I was on Cape Cod this past weekend — specifically, the town of Eastham, which is way up by the wrist and fairly desolate in winter. What I didn't know at the time was that Janet Uhlar, one of the juror's from Whitey Bulger's trial, was right around the corner from me the whole time. Along with the collection of handwritten letters she'd received from him between 2014 and his totally suspicious prison death in 2018.
Uhlar started writing Bulger, she said, because she was troubled by the fact that much of the evidence against him came through testimony by former criminal associates who were also killers and had received reduced sentences in exchange for testifying against their former partner in crime.
"When I left the trial, I had more questions," she said.
After Bulger started returning her letters, Uhlar noticed he often dated them with the time he had started writing in his tight cursive style. "He always seemed to be writing at 1, 2 or 3 in the morning, and when I asked him why, he said it was because of the hallucinations," Uhlar said.
Uhlar knew, of course, about Whitey's reputation as a notoriously brutal mobster. And she knew that the FBI had enabled his behavior. Her uncertainty and regret had nothing to do with whether Bulger had actually killed people, either — that's a universally accepted fact at this point.

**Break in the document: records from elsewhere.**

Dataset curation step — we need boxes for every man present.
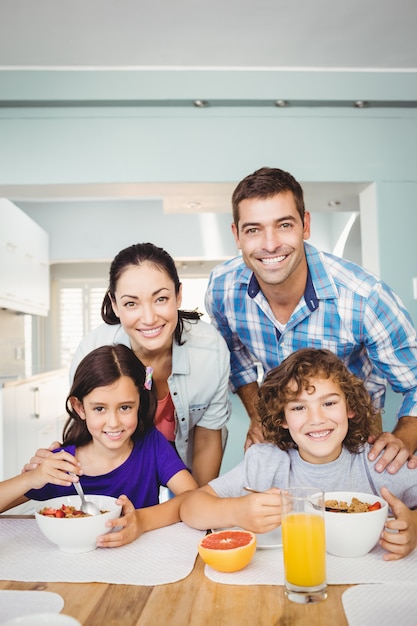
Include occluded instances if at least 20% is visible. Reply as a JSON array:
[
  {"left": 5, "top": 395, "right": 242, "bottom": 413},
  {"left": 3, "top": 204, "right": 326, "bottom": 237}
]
[{"left": 205, "top": 166, "right": 417, "bottom": 474}]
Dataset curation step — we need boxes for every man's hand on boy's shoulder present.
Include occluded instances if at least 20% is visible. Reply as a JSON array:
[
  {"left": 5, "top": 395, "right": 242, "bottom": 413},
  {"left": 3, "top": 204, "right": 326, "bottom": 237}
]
[
  {"left": 368, "top": 430, "right": 417, "bottom": 474},
  {"left": 244, "top": 421, "right": 266, "bottom": 451}
]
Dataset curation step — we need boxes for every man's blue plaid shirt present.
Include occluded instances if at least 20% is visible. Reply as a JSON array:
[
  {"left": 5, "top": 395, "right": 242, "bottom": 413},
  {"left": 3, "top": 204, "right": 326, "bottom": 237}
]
[{"left": 205, "top": 242, "right": 417, "bottom": 419}]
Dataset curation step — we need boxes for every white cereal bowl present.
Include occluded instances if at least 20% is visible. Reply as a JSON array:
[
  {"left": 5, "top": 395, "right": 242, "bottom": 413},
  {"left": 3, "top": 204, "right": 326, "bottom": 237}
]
[
  {"left": 34, "top": 494, "right": 122, "bottom": 553},
  {"left": 324, "top": 491, "right": 388, "bottom": 558}
]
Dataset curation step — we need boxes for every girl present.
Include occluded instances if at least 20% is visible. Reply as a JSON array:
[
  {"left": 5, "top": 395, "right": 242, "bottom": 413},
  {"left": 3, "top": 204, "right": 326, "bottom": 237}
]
[{"left": 2, "top": 344, "right": 197, "bottom": 547}]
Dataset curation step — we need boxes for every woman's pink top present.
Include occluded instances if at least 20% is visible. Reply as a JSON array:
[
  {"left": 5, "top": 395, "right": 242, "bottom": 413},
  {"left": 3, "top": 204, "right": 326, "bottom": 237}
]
[{"left": 154, "top": 393, "right": 176, "bottom": 441}]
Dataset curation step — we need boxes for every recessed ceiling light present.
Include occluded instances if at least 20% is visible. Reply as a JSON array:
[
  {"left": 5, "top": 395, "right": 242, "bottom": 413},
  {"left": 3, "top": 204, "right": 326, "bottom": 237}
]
[
  {"left": 193, "top": 100, "right": 209, "bottom": 108},
  {"left": 186, "top": 202, "right": 202, "bottom": 210}
]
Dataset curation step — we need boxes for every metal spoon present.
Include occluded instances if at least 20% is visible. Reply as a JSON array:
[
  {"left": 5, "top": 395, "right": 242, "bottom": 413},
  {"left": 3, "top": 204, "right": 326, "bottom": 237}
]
[
  {"left": 244, "top": 487, "right": 340, "bottom": 511},
  {"left": 244, "top": 486, "right": 279, "bottom": 495},
  {"left": 69, "top": 474, "right": 101, "bottom": 516},
  {"left": 244, "top": 486, "right": 261, "bottom": 494}
]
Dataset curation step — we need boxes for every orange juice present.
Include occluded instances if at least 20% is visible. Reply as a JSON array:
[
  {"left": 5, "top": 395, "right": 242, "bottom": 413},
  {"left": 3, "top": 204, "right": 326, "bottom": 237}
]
[{"left": 282, "top": 512, "right": 326, "bottom": 587}]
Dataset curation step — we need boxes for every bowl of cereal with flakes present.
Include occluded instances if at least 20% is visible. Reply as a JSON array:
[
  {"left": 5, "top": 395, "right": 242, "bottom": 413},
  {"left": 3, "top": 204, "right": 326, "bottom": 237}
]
[
  {"left": 324, "top": 491, "right": 388, "bottom": 557},
  {"left": 34, "top": 495, "right": 122, "bottom": 553}
]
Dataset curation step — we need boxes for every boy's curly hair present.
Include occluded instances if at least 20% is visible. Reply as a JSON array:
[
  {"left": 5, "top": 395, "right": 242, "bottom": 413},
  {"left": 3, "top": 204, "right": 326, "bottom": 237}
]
[{"left": 257, "top": 348, "right": 376, "bottom": 453}]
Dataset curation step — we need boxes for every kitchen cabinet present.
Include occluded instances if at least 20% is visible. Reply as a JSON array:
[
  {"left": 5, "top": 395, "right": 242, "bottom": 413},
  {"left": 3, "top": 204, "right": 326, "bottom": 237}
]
[
  {"left": 0, "top": 370, "right": 69, "bottom": 480},
  {"left": 0, "top": 198, "right": 50, "bottom": 316}
]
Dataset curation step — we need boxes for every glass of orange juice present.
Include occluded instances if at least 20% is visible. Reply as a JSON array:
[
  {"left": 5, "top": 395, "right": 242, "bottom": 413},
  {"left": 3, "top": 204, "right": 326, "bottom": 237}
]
[{"left": 281, "top": 487, "right": 327, "bottom": 604}]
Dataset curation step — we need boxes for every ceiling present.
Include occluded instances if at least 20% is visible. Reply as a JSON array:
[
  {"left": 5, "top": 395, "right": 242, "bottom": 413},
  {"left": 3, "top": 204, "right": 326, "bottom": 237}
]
[
  {"left": 0, "top": 0, "right": 415, "bottom": 214},
  {"left": 1, "top": 0, "right": 417, "bottom": 69}
]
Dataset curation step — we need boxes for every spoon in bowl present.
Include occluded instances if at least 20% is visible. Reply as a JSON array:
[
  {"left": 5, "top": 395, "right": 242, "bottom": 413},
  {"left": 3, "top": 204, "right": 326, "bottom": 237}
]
[
  {"left": 69, "top": 474, "right": 101, "bottom": 516},
  {"left": 244, "top": 487, "right": 344, "bottom": 511}
]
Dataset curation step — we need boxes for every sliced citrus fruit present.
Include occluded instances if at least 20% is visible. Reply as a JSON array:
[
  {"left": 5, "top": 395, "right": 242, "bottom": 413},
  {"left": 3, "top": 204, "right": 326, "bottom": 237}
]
[{"left": 198, "top": 529, "right": 256, "bottom": 572}]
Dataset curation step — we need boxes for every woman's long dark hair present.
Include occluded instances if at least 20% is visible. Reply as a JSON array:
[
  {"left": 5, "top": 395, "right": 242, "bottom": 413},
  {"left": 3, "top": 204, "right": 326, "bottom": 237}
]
[
  {"left": 62, "top": 344, "right": 157, "bottom": 447},
  {"left": 101, "top": 242, "right": 201, "bottom": 345}
]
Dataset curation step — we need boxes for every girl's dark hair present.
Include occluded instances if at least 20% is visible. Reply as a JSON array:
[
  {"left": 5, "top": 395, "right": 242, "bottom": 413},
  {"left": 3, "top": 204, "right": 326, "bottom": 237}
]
[
  {"left": 232, "top": 166, "right": 305, "bottom": 229},
  {"left": 101, "top": 242, "right": 201, "bottom": 345},
  {"left": 62, "top": 344, "right": 157, "bottom": 447},
  {"left": 257, "top": 348, "right": 376, "bottom": 454}
]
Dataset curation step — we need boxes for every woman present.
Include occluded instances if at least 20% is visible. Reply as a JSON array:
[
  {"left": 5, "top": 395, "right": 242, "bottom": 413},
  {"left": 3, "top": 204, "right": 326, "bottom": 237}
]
[{"left": 66, "top": 242, "right": 231, "bottom": 485}]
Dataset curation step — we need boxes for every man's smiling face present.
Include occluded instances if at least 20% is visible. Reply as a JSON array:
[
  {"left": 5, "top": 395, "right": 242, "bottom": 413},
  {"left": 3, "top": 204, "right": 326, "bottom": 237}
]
[{"left": 232, "top": 191, "right": 310, "bottom": 291}]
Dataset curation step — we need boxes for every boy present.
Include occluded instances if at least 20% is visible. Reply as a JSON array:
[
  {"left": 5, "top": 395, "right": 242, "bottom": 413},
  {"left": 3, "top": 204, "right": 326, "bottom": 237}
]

But it wasn't until Uhlar struck up her pen pal friendship with the famed criminal that she learned about Project MK-Ultra, the twisted, inhumane, and fully government-sanctioned mind-control experiments that the CIA ran between 1953 and 1973. During Bulger's first federal prison term, he agreed to participate in some LSD experiments for MK-Ultra, in exchange for a reduced sentence. While Bulger had engaged in plenty of larceny and armed robbery up to that point in his life, he had never actually murdered anyone until after the CIA used him as a guinea pig.
And apparently, this never came up at Bulger's trial.
The NBC article does quote Anthony Cardinale, a Boston lawyer who's represented other organized crime affiliates, who said, "I would have had [Bulger] come into court like Harvey Weinstein, all disheveled and in a wheelchair." At the same time, Cardinale acknowledges that an insanity plea would have been difficult, since Bulger was clearly clever enough to not only elaborate with the FBI, but also continue to outsmart the authorities for the 16 years he spent on the run.
Maybe it's the Bostonian in me, or the sci-fi fan that's always been captivated by the fucked-up-ed-ness of MK-Ultra. But I found this relationship between Uhlar and Bulger to be utterly fascinating, and you might, too. It certainly doesn't justify Bulger's actions. But it does offer a unique perspective on just how complicit the FBI and CIA may have been in those actions.